Doakanlah dia! Apalagi itu adalah orang yang lahiriyahnya adalah orang shalih dan suka menebar kebaikan di mana pun, bahkan punya beberapa pesantren yang menyebar Islam yang benar. Ingat sabda Nabi SAW yang pernah disampaikan pada Abu Darda’ dan sampai juga pada Ummu Darda’, “Do’a seorang muslim kepada saudaranya ketika saudaranya tidak mengetahuinya adalah do’a yang mustajab (terkabulkan). Di sisinya ada malaikat (yang bertugas mengaminkan do’anya kepada saudarany).
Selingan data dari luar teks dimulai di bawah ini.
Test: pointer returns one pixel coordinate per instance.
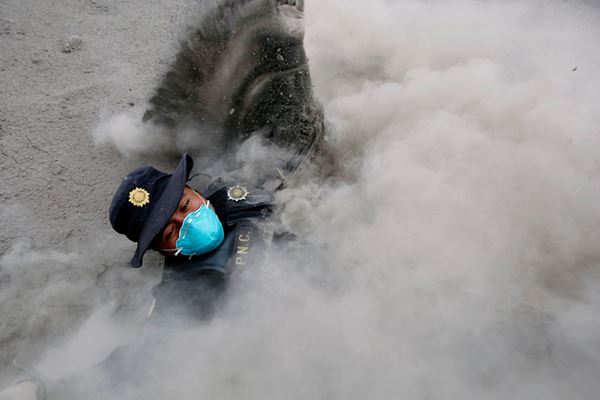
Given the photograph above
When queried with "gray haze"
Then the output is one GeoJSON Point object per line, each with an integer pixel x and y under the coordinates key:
{"type": "Point", "coordinates": [456, 257]}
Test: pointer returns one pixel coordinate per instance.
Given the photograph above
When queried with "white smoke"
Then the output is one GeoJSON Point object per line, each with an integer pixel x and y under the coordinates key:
{"type": "Point", "coordinates": [459, 258]}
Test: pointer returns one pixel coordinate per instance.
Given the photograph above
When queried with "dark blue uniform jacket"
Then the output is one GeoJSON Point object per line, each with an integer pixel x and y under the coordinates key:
{"type": "Point", "coordinates": [192, 286]}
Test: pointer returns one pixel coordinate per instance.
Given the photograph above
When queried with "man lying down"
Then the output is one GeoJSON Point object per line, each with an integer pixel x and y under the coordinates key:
{"type": "Point", "coordinates": [204, 238]}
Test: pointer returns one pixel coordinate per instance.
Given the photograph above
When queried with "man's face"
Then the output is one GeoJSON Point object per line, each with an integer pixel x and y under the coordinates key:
{"type": "Point", "coordinates": [166, 239]}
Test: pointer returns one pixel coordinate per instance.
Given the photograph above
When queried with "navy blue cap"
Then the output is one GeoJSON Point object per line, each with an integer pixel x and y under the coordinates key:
{"type": "Point", "coordinates": [144, 203]}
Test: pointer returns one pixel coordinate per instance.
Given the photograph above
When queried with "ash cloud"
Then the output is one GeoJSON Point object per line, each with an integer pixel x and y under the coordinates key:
{"type": "Point", "coordinates": [458, 256]}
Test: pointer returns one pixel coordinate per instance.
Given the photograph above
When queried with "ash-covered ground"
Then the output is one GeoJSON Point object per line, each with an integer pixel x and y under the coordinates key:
{"type": "Point", "coordinates": [457, 252]}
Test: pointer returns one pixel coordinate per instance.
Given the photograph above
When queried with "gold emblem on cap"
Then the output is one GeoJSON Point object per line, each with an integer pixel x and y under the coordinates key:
{"type": "Point", "coordinates": [139, 197]}
{"type": "Point", "coordinates": [237, 193]}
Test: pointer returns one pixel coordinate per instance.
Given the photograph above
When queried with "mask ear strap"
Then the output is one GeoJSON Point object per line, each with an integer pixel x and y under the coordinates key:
{"type": "Point", "coordinates": [204, 201]}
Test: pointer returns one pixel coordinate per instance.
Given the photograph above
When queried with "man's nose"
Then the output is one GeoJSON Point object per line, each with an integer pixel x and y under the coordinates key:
{"type": "Point", "coordinates": [178, 218]}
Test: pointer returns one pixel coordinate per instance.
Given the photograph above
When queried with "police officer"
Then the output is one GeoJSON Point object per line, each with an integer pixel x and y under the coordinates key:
{"type": "Point", "coordinates": [204, 235]}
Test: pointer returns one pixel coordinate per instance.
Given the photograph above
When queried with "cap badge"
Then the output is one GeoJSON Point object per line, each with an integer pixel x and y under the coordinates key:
{"type": "Point", "coordinates": [237, 193]}
{"type": "Point", "coordinates": [139, 197]}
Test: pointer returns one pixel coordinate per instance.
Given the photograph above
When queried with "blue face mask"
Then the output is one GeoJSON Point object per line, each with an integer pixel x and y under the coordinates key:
{"type": "Point", "coordinates": [201, 232]}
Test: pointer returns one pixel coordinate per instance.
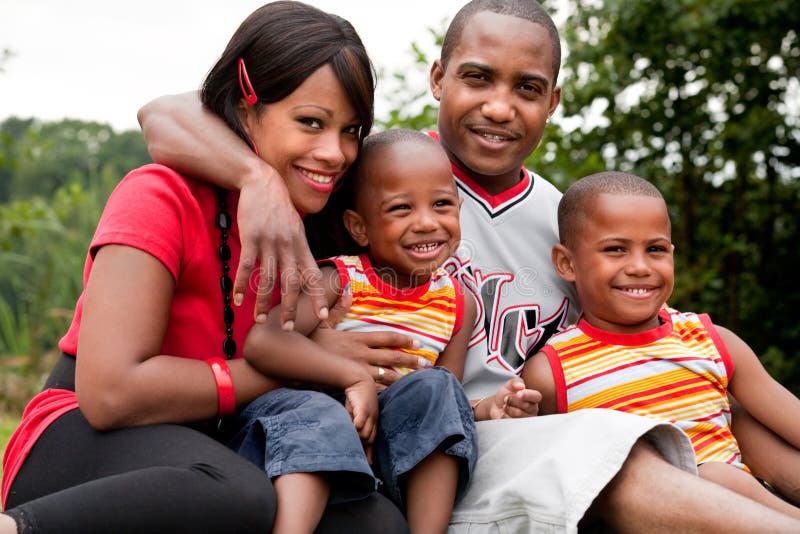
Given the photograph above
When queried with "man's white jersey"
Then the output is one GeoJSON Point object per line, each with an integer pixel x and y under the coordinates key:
{"type": "Point", "coordinates": [504, 261]}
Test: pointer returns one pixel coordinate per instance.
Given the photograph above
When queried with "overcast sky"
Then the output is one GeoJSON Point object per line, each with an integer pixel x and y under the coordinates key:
{"type": "Point", "coordinates": [103, 59]}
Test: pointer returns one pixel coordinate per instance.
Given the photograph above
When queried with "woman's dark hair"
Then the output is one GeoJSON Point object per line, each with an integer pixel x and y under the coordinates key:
{"type": "Point", "coordinates": [283, 43]}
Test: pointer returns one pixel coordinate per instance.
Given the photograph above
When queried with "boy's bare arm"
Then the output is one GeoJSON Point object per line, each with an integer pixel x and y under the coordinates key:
{"type": "Point", "coordinates": [182, 134]}
{"type": "Point", "coordinates": [538, 375]}
{"type": "Point", "coordinates": [454, 356]}
{"type": "Point", "coordinates": [761, 395]}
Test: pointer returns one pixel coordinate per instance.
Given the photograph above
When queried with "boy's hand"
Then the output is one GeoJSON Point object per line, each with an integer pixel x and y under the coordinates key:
{"type": "Point", "coordinates": [278, 242]}
{"type": "Point", "coordinates": [514, 400]}
{"type": "Point", "coordinates": [362, 405]}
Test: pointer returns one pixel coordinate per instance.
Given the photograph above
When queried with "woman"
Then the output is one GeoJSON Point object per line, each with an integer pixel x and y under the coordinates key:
{"type": "Point", "coordinates": [125, 436]}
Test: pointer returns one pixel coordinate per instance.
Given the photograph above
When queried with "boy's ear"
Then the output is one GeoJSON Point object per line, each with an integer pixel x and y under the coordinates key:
{"type": "Point", "coordinates": [437, 73]}
{"type": "Point", "coordinates": [563, 263]}
{"type": "Point", "coordinates": [356, 227]}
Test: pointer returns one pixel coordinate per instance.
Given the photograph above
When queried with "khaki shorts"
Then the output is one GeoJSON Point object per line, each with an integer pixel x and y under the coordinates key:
{"type": "Point", "coordinates": [541, 474]}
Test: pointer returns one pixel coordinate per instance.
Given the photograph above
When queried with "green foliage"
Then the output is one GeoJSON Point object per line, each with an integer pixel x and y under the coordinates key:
{"type": "Point", "coordinates": [411, 105]}
{"type": "Point", "coordinates": [57, 177]}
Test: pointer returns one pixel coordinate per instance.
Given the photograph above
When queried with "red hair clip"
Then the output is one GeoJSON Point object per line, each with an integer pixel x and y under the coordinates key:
{"type": "Point", "coordinates": [245, 85]}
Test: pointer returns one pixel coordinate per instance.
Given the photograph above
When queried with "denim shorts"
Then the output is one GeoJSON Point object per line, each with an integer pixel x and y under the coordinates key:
{"type": "Point", "coordinates": [303, 430]}
{"type": "Point", "coordinates": [420, 413]}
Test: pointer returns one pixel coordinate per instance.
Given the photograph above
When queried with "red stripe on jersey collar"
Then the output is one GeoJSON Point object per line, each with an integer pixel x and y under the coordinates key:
{"type": "Point", "coordinates": [493, 200]}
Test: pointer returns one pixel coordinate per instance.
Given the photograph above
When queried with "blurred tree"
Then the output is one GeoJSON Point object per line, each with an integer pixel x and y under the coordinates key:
{"type": "Point", "coordinates": [701, 97]}
{"type": "Point", "coordinates": [54, 180]}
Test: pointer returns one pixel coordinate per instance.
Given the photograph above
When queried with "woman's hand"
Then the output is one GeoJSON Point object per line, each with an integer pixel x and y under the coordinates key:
{"type": "Point", "coordinates": [369, 348]}
{"type": "Point", "coordinates": [362, 405]}
{"type": "Point", "coordinates": [511, 400]}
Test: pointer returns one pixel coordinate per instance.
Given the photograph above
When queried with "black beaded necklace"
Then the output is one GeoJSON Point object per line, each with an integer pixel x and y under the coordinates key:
{"type": "Point", "coordinates": [224, 222]}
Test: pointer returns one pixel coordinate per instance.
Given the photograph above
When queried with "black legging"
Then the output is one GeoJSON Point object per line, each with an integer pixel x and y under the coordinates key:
{"type": "Point", "coordinates": [155, 478]}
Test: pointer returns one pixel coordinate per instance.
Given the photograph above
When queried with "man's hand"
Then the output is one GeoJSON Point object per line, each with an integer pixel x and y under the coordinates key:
{"type": "Point", "coordinates": [513, 400]}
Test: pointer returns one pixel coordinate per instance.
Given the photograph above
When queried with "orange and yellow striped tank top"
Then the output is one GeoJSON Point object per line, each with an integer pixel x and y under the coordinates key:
{"type": "Point", "coordinates": [430, 313]}
{"type": "Point", "coordinates": [678, 371]}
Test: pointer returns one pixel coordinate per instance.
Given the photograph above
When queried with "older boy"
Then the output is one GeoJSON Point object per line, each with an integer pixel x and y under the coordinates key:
{"type": "Point", "coordinates": [630, 353]}
{"type": "Point", "coordinates": [496, 83]}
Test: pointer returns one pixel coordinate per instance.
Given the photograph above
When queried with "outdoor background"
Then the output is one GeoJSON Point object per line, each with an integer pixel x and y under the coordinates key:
{"type": "Point", "coordinates": [700, 97]}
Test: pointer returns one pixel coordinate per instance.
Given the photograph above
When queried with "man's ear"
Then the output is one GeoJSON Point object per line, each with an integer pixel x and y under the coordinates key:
{"type": "Point", "coordinates": [437, 73]}
{"type": "Point", "coordinates": [563, 262]}
{"type": "Point", "coordinates": [356, 227]}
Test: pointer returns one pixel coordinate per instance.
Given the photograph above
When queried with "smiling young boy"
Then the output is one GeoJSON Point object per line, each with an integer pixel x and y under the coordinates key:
{"type": "Point", "coordinates": [630, 353]}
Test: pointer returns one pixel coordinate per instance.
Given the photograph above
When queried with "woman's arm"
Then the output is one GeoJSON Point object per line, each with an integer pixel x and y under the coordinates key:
{"type": "Point", "coordinates": [121, 378]}
{"type": "Point", "coordinates": [290, 355]}
{"type": "Point", "coordinates": [180, 133]}
{"type": "Point", "coordinates": [761, 395]}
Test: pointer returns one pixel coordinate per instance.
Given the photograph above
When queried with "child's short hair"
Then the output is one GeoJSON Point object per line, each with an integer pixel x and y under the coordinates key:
{"type": "Point", "coordinates": [376, 143]}
{"type": "Point", "coordinates": [575, 204]}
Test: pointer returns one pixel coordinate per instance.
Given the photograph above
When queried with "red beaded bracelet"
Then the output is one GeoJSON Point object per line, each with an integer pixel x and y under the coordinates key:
{"type": "Point", "coordinates": [225, 393]}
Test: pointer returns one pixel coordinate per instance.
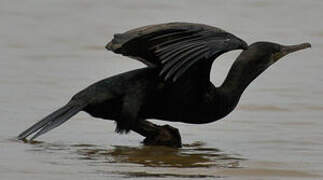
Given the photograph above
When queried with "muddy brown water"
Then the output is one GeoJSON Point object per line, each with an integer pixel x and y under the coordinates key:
{"type": "Point", "coordinates": [49, 50]}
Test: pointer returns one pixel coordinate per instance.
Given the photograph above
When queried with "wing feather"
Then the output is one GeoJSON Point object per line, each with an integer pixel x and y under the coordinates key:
{"type": "Point", "coordinates": [174, 47]}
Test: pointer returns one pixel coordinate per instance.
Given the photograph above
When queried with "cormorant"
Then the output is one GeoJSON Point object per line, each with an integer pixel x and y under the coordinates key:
{"type": "Point", "coordinates": [175, 86]}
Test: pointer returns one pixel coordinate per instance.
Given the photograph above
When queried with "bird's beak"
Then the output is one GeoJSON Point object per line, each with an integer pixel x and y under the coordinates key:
{"type": "Point", "coordinates": [293, 48]}
{"type": "Point", "coordinates": [290, 49]}
{"type": "Point", "coordinates": [244, 45]}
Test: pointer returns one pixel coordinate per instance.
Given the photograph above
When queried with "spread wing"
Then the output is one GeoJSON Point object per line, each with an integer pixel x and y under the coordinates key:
{"type": "Point", "coordinates": [174, 47]}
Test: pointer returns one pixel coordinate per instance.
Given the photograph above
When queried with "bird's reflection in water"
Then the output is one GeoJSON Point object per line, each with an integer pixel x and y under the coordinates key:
{"type": "Point", "coordinates": [191, 155]}
{"type": "Point", "coordinates": [193, 160]}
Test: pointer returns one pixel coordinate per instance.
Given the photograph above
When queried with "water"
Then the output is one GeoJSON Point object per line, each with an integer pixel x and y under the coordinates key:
{"type": "Point", "coordinates": [49, 50]}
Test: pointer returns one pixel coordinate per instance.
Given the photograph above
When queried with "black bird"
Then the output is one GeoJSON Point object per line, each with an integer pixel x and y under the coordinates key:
{"type": "Point", "coordinates": [175, 86]}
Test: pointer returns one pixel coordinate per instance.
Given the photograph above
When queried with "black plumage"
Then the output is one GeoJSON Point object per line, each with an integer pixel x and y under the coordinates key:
{"type": "Point", "coordinates": [175, 86]}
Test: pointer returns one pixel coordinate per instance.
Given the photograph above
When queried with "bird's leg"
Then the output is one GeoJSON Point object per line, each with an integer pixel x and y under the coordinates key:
{"type": "Point", "coordinates": [158, 135]}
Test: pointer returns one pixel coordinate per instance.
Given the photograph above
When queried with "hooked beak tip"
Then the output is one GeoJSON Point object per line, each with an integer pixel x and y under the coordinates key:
{"type": "Point", "coordinates": [294, 48]}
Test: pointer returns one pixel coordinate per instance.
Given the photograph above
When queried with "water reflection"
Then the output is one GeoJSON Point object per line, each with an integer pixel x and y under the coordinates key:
{"type": "Point", "coordinates": [133, 161]}
{"type": "Point", "coordinates": [159, 156]}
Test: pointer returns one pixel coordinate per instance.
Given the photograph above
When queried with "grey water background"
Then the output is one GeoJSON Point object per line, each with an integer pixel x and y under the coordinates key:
{"type": "Point", "coordinates": [51, 49]}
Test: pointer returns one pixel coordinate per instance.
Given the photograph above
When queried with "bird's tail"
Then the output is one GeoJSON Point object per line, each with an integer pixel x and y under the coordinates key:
{"type": "Point", "coordinates": [53, 120]}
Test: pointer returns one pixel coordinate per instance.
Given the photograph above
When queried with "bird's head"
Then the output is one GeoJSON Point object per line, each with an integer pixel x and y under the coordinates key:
{"type": "Point", "coordinates": [260, 55]}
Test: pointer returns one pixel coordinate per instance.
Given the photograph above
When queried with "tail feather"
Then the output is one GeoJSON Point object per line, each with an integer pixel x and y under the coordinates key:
{"type": "Point", "coordinates": [51, 121]}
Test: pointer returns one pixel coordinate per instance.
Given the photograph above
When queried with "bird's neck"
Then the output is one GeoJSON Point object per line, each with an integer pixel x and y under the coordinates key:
{"type": "Point", "coordinates": [238, 79]}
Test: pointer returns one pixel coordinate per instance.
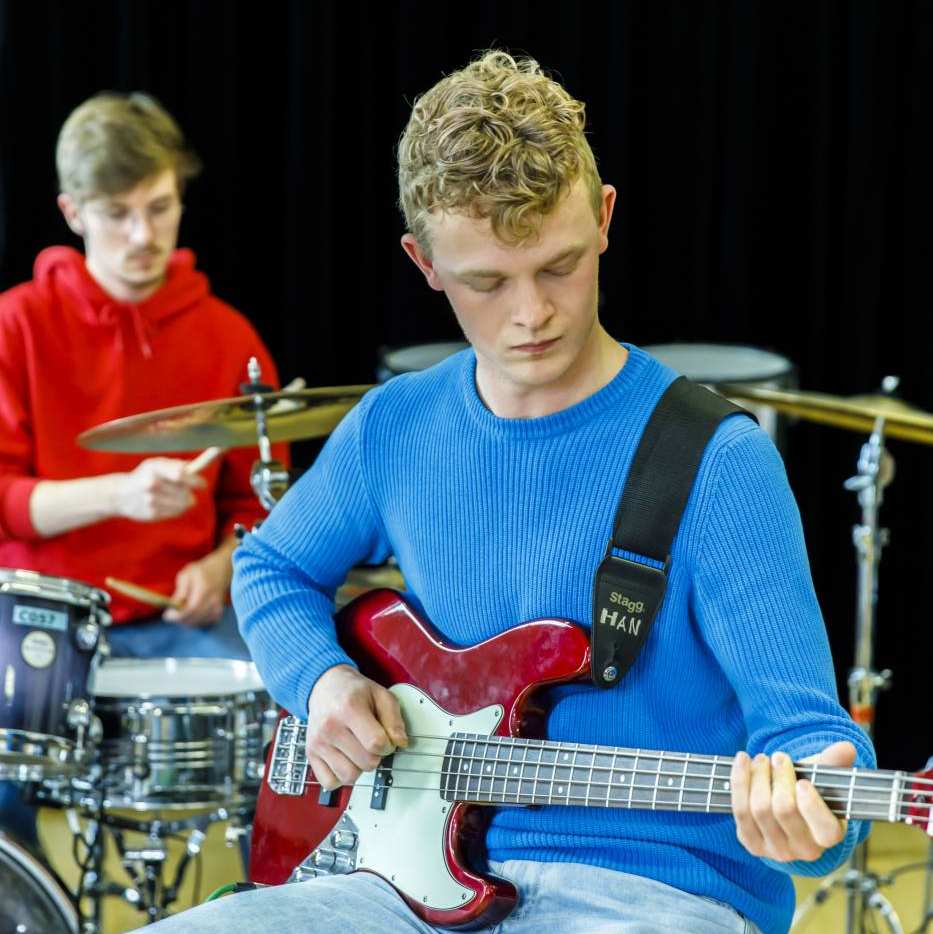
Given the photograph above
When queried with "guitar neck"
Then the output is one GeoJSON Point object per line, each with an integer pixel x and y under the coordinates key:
{"type": "Point", "coordinates": [513, 770]}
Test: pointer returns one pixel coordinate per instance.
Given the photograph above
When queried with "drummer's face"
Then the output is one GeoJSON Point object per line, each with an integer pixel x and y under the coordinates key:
{"type": "Point", "coordinates": [129, 237]}
{"type": "Point", "coordinates": [529, 309]}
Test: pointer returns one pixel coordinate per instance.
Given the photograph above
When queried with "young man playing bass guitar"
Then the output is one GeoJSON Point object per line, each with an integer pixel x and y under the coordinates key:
{"type": "Point", "coordinates": [494, 478]}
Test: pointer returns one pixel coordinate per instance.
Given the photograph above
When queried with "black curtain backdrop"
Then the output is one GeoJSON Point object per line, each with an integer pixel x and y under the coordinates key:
{"type": "Point", "coordinates": [773, 161]}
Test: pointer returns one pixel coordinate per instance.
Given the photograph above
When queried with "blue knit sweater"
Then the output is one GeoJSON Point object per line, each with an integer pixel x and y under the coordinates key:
{"type": "Point", "coordinates": [497, 521]}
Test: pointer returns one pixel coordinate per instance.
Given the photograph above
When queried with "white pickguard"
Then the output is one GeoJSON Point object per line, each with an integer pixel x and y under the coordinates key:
{"type": "Point", "coordinates": [404, 843]}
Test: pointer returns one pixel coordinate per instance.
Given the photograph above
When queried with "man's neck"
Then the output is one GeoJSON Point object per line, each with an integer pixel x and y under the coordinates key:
{"type": "Point", "coordinates": [120, 290]}
{"type": "Point", "coordinates": [594, 368]}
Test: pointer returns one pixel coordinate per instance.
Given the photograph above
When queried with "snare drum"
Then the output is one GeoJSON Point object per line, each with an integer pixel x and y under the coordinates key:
{"type": "Point", "coordinates": [734, 363]}
{"type": "Point", "coordinates": [50, 631]}
{"type": "Point", "coordinates": [181, 733]}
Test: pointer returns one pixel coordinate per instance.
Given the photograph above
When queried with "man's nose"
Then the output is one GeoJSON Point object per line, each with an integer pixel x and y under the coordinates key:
{"type": "Point", "coordinates": [532, 308]}
{"type": "Point", "coordinates": [141, 228]}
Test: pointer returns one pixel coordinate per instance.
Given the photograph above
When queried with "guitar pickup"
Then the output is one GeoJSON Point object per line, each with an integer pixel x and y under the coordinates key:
{"type": "Point", "coordinates": [382, 781]}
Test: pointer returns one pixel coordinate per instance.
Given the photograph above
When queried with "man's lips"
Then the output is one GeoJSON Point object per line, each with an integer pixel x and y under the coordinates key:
{"type": "Point", "coordinates": [536, 346]}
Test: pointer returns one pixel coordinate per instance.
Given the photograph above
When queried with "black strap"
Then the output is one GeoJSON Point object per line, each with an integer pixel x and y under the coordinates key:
{"type": "Point", "coordinates": [628, 594]}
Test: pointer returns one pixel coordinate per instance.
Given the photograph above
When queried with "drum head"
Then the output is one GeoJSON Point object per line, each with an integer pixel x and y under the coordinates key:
{"type": "Point", "coordinates": [723, 363]}
{"type": "Point", "coordinates": [420, 356]}
{"type": "Point", "coordinates": [31, 899]}
{"type": "Point", "coordinates": [174, 677]}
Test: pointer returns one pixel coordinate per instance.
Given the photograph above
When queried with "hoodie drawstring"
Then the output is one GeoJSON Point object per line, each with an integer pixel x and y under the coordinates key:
{"type": "Point", "coordinates": [110, 315]}
{"type": "Point", "coordinates": [140, 327]}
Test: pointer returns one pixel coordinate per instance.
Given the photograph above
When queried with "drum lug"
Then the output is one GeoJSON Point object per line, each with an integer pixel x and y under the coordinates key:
{"type": "Point", "coordinates": [87, 635]}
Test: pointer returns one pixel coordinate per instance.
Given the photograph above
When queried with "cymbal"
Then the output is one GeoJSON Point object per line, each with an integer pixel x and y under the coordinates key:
{"type": "Point", "coordinates": [855, 413]}
{"type": "Point", "coordinates": [226, 423]}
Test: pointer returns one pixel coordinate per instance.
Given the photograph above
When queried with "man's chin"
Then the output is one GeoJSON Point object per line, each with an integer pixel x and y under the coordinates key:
{"type": "Point", "coordinates": [143, 278]}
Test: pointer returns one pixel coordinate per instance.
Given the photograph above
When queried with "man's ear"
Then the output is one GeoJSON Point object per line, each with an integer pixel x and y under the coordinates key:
{"type": "Point", "coordinates": [421, 259]}
{"type": "Point", "coordinates": [69, 209]}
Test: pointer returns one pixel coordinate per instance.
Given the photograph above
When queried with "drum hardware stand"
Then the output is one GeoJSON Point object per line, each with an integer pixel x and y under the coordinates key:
{"type": "Point", "coordinates": [875, 472]}
{"type": "Point", "coordinates": [145, 864]}
{"type": "Point", "coordinates": [268, 477]}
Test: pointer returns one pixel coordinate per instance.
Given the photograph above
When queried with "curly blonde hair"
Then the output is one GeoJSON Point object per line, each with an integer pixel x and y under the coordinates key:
{"type": "Point", "coordinates": [498, 139]}
{"type": "Point", "coordinates": [112, 142]}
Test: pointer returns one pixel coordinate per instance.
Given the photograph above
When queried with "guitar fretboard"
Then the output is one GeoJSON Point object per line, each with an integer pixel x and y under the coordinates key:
{"type": "Point", "coordinates": [517, 771]}
{"type": "Point", "coordinates": [512, 770]}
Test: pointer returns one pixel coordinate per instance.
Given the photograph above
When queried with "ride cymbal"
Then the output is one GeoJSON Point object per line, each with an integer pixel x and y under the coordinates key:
{"type": "Point", "coordinates": [290, 415]}
{"type": "Point", "coordinates": [857, 413]}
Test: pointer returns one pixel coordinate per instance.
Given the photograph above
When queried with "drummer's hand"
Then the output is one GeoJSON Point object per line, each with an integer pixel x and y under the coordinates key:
{"type": "Point", "coordinates": [158, 488]}
{"type": "Point", "coordinates": [352, 723]}
{"type": "Point", "coordinates": [201, 588]}
{"type": "Point", "coordinates": [780, 817]}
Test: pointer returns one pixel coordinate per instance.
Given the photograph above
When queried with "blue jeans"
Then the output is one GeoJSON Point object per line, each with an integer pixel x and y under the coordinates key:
{"type": "Point", "coordinates": [565, 897]}
{"type": "Point", "coordinates": [147, 638]}
{"type": "Point", "coordinates": [155, 638]}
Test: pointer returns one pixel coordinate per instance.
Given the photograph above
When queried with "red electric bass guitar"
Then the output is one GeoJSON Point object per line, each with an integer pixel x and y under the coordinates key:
{"type": "Point", "coordinates": [473, 715]}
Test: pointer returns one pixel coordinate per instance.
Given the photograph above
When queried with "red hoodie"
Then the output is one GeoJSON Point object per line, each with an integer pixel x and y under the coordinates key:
{"type": "Point", "coordinates": [72, 357]}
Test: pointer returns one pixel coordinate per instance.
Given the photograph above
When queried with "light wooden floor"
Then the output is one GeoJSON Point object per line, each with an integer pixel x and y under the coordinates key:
{"type": "Point", "coordinates": [891, 846]}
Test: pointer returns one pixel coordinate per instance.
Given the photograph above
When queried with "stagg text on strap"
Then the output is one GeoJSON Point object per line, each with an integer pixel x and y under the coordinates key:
{"type": "Point", "coordinates": [627, 595]}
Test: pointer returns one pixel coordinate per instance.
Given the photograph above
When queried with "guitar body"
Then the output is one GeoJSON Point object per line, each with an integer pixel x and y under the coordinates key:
{"type": "Point", "coordinates": [444, 689]}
Ketika dia berdo’a kebaikan kepada saudaranya, malaikat tersebut berkata : Amin, engkau akan mendapatkan yang semisal dengannya.” (HR. Muslim, no. 2733)
Kelima, Belum tentu kita lebih baik darinya.
Jangan sampai kita sendiri merasa lebih baik dari orang yang punya kasus, hingga gampang-gampangan untuk menghina dan merendahkan. Allah SWT berfirman, “Hai orang-orang yang beriman, janganlah sekumpulan orang laki-laki merendahkan kumpulan yang lain, boleh jadi yang ditertawakan itu lebih baik dari mereka.” (QS. Al-Hujurat: 11).

 

Komentar ditutup.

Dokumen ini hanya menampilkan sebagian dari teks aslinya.